I see quite a few folks on SS forums use a 10mm hex nut for hunting and love them. I got a question ?

How straight do they fly and what orientation do you put them in the pouch ?

I have only used 5/8" marbles, 9/16" steel and lead between .375 and .45 as I remember, and I can count on their consistency !

wll


----------



## Tentacle Toast (Jan 17, 2013)

They tumble, but predictably so. I've used 1/2-13 brass, with devastating results. I'd imagine they'd stop cats meowing, but be sure you can hit your mark before taking the shot. Consider using a decent air rifle, or even a .22, if local laws permit their discharge.


----------



## wll (Oct 4, 2014)

Tentacle Toast said:


> They tumble, but predictably so. I've used 1/2-13 brass, with devastating results. I'd imagine they'd stop cats meowing, but be sure you can hit your mark before taking the shot. Consider using a decent air rifle, or even a .22, if local laws permit their discharge.


FYI ...Cats Meow is a very, very old slang term from the '30's I believe, meaning .... "the best, the greatest, the end all to be all" bla, bla bla.

No, I don't want to shoot any cats, just wondering why so many folks use 10mm hex nuts, and how do you put them in your pouch, flat ends in pouch, or hole facing out ?.

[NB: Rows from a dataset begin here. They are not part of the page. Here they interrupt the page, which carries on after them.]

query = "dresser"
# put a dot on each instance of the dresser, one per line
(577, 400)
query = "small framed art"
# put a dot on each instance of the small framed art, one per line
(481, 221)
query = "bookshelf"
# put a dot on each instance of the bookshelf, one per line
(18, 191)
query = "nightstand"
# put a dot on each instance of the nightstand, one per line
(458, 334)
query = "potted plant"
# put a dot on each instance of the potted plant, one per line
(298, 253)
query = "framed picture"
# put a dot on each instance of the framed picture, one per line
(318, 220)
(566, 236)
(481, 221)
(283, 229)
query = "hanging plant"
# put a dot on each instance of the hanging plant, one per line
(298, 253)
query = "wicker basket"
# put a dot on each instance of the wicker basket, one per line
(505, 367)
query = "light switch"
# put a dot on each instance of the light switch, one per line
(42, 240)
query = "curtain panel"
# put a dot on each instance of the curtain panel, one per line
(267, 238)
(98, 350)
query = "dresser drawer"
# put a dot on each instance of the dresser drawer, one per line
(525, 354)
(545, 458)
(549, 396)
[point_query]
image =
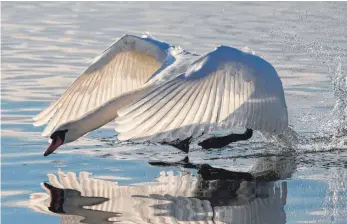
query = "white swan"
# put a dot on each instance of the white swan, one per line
(159, 92)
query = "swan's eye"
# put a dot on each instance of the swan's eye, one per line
(60, 134)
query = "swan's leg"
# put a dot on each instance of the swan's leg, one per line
(181, 145)
(220, 142)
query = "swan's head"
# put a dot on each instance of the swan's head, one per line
(57, 139)
(62, 135)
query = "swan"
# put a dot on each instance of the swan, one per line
(161, 93)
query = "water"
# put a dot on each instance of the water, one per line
(45, 45)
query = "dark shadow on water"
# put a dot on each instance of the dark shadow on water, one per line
(212, 195)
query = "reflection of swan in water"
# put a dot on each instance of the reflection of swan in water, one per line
(214, 196)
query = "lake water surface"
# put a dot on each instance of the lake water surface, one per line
(44, 46)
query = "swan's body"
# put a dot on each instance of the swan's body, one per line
(158, 92)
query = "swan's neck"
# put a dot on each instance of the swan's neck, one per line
(106, 112)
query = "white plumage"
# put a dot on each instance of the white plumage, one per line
(159, 92)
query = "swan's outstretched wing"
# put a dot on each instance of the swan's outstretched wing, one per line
(224, 89)
(124, 66)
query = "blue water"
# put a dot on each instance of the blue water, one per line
(44, 46)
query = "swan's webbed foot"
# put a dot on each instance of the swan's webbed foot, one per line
(220, 142)
(181, 145)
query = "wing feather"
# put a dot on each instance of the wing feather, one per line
(226, 88)
(123, 67)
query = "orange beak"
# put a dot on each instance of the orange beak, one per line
(53, 146)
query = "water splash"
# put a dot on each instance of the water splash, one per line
(339, 87)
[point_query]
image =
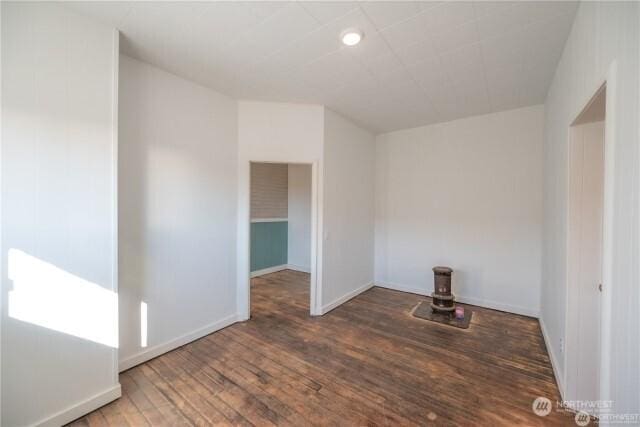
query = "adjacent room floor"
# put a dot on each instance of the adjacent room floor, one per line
(368, 362)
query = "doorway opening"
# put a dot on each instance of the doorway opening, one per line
(586, 253)
(280, 237)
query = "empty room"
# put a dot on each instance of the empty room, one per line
(346, 213)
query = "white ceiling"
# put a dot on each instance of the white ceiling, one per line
(419, 62)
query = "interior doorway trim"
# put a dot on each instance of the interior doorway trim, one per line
(244, 237)
(609, 81)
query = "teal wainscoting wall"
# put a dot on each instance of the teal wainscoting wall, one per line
(268, 244)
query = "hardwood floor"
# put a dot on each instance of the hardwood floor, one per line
(368, 362)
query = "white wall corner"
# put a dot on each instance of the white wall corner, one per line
(552, 357)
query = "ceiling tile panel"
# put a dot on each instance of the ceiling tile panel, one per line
(419, 62)
(327, 11)
(386, 13)
(457, 37)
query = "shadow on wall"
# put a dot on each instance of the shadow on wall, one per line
(47, 296)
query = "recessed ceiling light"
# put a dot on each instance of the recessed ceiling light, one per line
(351, 37)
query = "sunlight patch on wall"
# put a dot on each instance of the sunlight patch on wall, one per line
(143, 324)
(48, 296)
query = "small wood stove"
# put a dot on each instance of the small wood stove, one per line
(442, 307)
(443, 299)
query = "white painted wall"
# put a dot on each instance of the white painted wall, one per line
(603, 32)
(348, 210)
(465, 194)
(299, 226)
(59, 133)
(177, 208)
(281, 133)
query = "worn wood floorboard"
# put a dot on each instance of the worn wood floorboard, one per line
(368, 362)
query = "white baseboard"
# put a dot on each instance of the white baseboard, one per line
(339, 301)
(82, 408)
(157, 350)
(552, 357)
(269, 270)
(465, 300)
(298, 268)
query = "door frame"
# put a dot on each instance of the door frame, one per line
(244, 237)
(608, 81)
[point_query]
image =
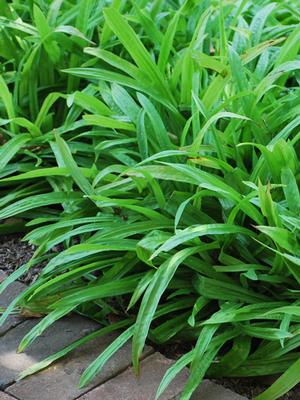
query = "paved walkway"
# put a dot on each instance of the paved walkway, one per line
(59, 381)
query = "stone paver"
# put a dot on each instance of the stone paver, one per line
(127, 386)
(5, 396)
(60, 381)
(5, 299)
(53, 339)
(211, 391)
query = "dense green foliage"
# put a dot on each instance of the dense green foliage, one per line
(156, 142)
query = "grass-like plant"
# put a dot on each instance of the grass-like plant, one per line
(157, 142)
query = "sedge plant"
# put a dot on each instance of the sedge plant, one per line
(156, 142)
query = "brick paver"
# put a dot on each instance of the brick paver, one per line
(127, 386)
(6, 298)
(60, 381)
(53, 339)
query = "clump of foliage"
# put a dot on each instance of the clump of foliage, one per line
(157, 143)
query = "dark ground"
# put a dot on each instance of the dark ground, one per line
(14, 253)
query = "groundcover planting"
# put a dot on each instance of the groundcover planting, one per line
(156, 142)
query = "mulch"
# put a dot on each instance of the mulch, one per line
(14, 253)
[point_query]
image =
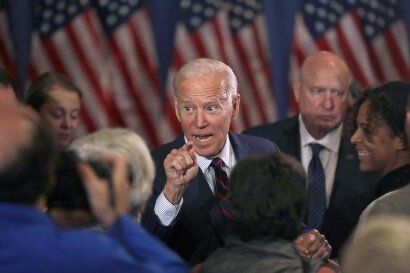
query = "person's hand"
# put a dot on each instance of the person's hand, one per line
(99, 193)
(180, 168)
(312, 245)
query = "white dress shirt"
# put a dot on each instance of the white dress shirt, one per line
(166, 211)
(328, 155)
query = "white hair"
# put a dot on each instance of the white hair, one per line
(204, 67)
(128, 144)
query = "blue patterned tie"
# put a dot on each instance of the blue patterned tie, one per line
(316, 189)
(221, 188)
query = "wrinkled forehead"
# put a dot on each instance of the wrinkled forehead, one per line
(204, 87)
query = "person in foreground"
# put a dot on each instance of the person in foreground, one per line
(188, 209)
(380, 245)
(315, 137)
(397, 202)
(379, 137)
(268, 196)
(58, 101)
(30, 242)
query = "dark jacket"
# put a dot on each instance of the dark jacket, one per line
(352, 190)
(199, 228)
(265, 255)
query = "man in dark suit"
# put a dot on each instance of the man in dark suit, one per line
(322, 95)
(187, 209)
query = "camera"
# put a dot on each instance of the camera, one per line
(68, 191)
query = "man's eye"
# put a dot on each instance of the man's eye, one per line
(317, 90)
(57, 114)
(211, 108)
(367, 130)
(338, 93)
(188, 108)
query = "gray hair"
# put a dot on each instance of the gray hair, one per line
(203, 67)
(380, 245)
(128, 144)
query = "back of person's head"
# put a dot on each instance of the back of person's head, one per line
(133, 148)
(37, 93)
(268, 196)
(380, 245)
(203, 67)
(387, 102)
(27, 155)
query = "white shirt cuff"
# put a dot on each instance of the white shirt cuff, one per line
(165, 210)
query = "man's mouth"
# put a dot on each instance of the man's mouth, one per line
(362, 153)
(202, 138)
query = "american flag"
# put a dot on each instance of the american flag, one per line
(107, 48)
(233, 32)
(134, 75)
(369, 34)
(6, 46)
(67, 41)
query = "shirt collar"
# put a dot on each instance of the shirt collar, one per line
(330, 141)
(226, 155)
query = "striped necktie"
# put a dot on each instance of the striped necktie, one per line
(316, 189)
(221, 188)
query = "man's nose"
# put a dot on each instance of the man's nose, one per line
(200, 119)
(328, 102)
(355, 138)
(67, 122)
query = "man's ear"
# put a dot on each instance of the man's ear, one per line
(236, 101)
(296, 90)
(176, 109)
(401, 143)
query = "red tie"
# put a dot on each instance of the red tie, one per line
(221, 188)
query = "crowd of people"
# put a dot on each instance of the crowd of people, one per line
(327, 187)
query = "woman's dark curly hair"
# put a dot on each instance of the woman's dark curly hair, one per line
(387, 102)
(268, 196)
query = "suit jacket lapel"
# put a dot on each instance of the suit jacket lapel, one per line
(199, 193)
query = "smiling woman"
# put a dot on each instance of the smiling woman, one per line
(57, 99)
(379, 137)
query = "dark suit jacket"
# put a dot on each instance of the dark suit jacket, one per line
(198, 229)
(352, 190)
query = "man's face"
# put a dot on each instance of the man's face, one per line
(7, 95)
(323, 100)
(205, 110)
(61, 114)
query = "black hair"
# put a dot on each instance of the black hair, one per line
(30, 175)
(268, 196)
(37, 93)
(387, 102)
(6, 79)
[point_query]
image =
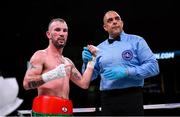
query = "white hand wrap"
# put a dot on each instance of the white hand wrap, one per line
(91, 63)
(58, 72)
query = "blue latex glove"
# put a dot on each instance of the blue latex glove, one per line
(115, 72)
(86, 55)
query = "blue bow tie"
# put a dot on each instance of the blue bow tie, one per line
(115, 39)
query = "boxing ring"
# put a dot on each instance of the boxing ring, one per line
(23, 113)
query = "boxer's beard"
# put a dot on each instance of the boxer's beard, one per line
(57, 45)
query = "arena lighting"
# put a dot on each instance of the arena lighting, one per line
(167, 55)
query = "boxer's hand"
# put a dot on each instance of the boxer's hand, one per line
(58, 72)
(86, 55)
(115, 72)
(93, 49)
(91, 63)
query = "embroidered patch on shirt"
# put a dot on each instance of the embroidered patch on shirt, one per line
(127, 55)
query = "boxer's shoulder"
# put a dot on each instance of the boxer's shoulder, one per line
(39, 55)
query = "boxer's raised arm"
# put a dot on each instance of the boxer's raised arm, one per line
(32, 78)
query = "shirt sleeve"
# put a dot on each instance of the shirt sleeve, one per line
(148, 66)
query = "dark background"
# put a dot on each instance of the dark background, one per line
(24, 23)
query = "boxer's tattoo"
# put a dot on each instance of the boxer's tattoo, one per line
(75, 75)
(34, 84)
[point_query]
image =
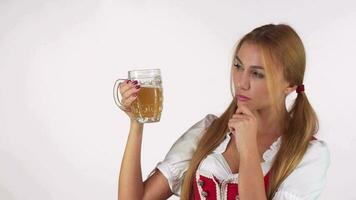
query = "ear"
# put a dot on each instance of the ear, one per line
(289, 89)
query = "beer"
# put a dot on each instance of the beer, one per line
(148, 105)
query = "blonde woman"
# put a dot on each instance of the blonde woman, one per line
(257, 149)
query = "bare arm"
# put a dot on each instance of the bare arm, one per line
(131, 185)
(251, 183)
(130, 179)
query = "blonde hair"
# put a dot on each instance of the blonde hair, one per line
(282, 49)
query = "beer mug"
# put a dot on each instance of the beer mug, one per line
(148, 105)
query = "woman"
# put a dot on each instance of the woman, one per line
(257, 149)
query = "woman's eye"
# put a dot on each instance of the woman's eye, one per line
(237, 66)
(257, 74)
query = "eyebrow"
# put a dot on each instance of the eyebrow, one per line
(252, 66)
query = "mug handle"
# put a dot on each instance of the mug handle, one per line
(116, 95)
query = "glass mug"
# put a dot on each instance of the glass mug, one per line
(148, 105)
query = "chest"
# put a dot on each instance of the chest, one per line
(232, 156)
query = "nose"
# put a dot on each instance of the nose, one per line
(243, 81)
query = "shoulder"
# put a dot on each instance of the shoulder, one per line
(194, 133)
(308, 179)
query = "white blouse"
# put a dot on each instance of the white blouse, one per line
(305, 182)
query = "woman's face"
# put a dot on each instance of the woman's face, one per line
(249, 77)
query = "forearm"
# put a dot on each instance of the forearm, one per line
(130, 178)
(251, 182)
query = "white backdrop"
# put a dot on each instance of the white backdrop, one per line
(62, 137)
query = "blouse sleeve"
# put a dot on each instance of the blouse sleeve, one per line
(307, 181)
(176, 161)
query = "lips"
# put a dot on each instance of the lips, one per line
(242, 98)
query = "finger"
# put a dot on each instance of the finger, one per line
(244, 110)
(128, 101)
(131, 91)
(124, 86)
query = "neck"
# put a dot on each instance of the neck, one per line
(269, 125)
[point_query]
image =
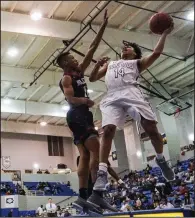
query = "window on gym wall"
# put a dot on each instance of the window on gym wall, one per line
(55, 146)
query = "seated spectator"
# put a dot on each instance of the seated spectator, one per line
(47, 172)
(8, 192)
(66, 213)
(177, 202)
(47, 190)
(164, 205)
(21, 191)
(189, 179)
(177, 181)
(182, 189)
(138, 205)
(39, 172)
(191, 166)
(3, 188)
(180, 173)
(10, 214)
(148, 168)
(124, 206)
(167, 189)
(39, 211)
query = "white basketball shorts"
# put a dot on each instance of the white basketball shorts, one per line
(116, 105)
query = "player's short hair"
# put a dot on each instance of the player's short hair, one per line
(59, 58)
(136, 49)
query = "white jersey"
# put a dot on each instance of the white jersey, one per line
(124, 98)
(121, 73)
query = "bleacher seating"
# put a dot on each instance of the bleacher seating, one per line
(11, 185)
(63, 189)
(156, 173)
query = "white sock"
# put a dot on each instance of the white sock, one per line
(103, 167)
(159, 156)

Sorry for the misunderstanding ;- )

wll


----------



## Tentacle Toast (Jan 17, 2013)

Flat ends in pouch...

....antifreeze mixed with milk works well too, so I've been told.


----------



## mr. green (Nov 3, 2012)

I don't understand how hex nuts could outperform round ball.


----------



## youcanthide (Jun 16, 2013)

Hexnuts fly as straight as any ball over catty ranges. I wouldn't use anything else now there devastating. I use M 8 nuts


----------



## oldmiser (Jan 22, 2014)

Hex Nuts will work great...just fill the center of the nut with lead.....M8 or M10..is a small game killer.....OM


----------



## youcanthide (Jun 16, 2013)

Don't even need lead mate, I've killed plenty with just plain nuts


----------



## D.Nelson (Feb 20, 2014)

Devastating for sure! Great ammo. I heard of many people using the M8s. Remember one picture of a pigeon with a big ol hole in it.

Kill feral cats! Just dont enjoy it too much or post pictures, please! Lol.


----------



## flynndog (Oct 24, 2014)

Im using 12mm(external) and killed a coot outright at about 45 yards today didnt even twitch, im also dropping plenty of pheasants with them


----------



## wll (Oct 4, 2014)

flynndog said:


> Im using 12mm(external) and killed a coot outright at about 45 yards today didnt even twitch, im also dropping plenty of pheasants with them


Do you know how much those hex nuts weigh ? Are they 8mm on the inside ?

wll


----------



## Charles (Aug 26, 2010)

Hex nuts work well because they have lots of edges ... so when they hit they tend to cut and penetrate, doing a lot of damage. My only complaint about them is the cost.

Cheers ... Charles


----------